Let me paint you a picture of absolute absurdity: Hundreds of AI startups, most of them doing nothing more than slapping a fancy UI on top of OpenAI’s API and calling it “revolutionary.” It’s like putting a bowtie on a rental tux and calling yourself a fashion designer. I’ve seen more originality in a TPS report.
The brutal truth - and Bach nails this - is that training frontier models is like trying to build a nuclear reactor in your garage. Sure, technically possible, but good luck getting the resources without being either a nation-state or having Daddy Bezos’s credit card.
You want to know what’s really funny? Meta - fucking Facebook of all companies - accidentally became the sugar daddy of open source AI. Zuckerberg probably chokes on his robot oil every morning thinking about it. They released LLaMA, and suddenly every kid with a GPU and a dream thinks they’re going to be the next Sam Altman.
I was at this startup pitch event last week (free drinks, terrible hors d’oeuvres) watching these fresh-faced founders present their “revolutionary” AI companies. Same story, different PowerPoint template: “We’re using cutting-edge large language models to disrupt [insert industry here].” Translation: “We’re paying OpenAI $0.02 per API call and marking it up 1000%.”
Here’s the thing Bach understands that most people don’t: The next big breakthrough probably isn’t coming from where everyone’s looking. While the tech giants are engaged in their parameter-measuring contest, some weird kid in a basement in Estonia is probably figuring out how to do the same thing with 1/1000th of the compute.

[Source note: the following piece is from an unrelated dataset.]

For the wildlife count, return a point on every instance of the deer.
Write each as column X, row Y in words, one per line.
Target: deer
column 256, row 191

The real tragedy is watching innovation get strangled by regulation before it even has a chance to crawl. These bureaucrats, most of whom think Python is just a large snake, are trying to write rules for technology they don’t understand. It’s like having your grandmother write the rules for TikTok.
I talked to this AI researcher at my usual dive bar yesterday (before they cut me off, the bastards). She said, “Henry, the real innovation isn’t happening in these big companies. It’s happening in the dark corners of Discord servers and GitHub repositories.” And she’s right. While everyone’s watching the big players, the real revolution is brewing in the shadows.
The uncomfortable truth about innovation versus regulation in tech? It’s not even a fair fight. Innovation moves at the speed of thought, while regulation moves at the speed of bureaucracy. By the time they figure out how to regulate today’s AI, we’ll be dealing with something completely different.
You know what really gets me? The sheer waste of it all. Billions of dollars being poured into companies that are essentially building fancy middleware. Meanwhile, the real breakthroughs are happening on shoestring budgets in places most VCs couldn’t find on a map.
Bach sees it clearly: The real battle isn’t between different AI companies - it’s between innovation and control. Between the chaos of creativity and the suffocating embrace of regulation. Between actual progress and the appearance of progress that makes investors happy.
The Silicon Valley Hunger Games aren’t going to be won by who has the biggest model or the most impressive demo. They’ll be won by whoever figures out how to do more with less, how to slip through the regulatory nets, how to actually solve problems instead of just raising more funding rounds.
But hey, what do I know? I’m just a drunk tech writer watching the circus from the cheap seats. At least I’ve got front-row tickets to the greatest show on Earth: the spectacular collision of human ingenuity and human stupidity.
Now, if you’ll excuse me, I need to go pitch my own AI startup. I’m thinking of calling it “AIcoholics Anonymous” - we’ll use machine learning to predict when I’m about to get cut off at the bar.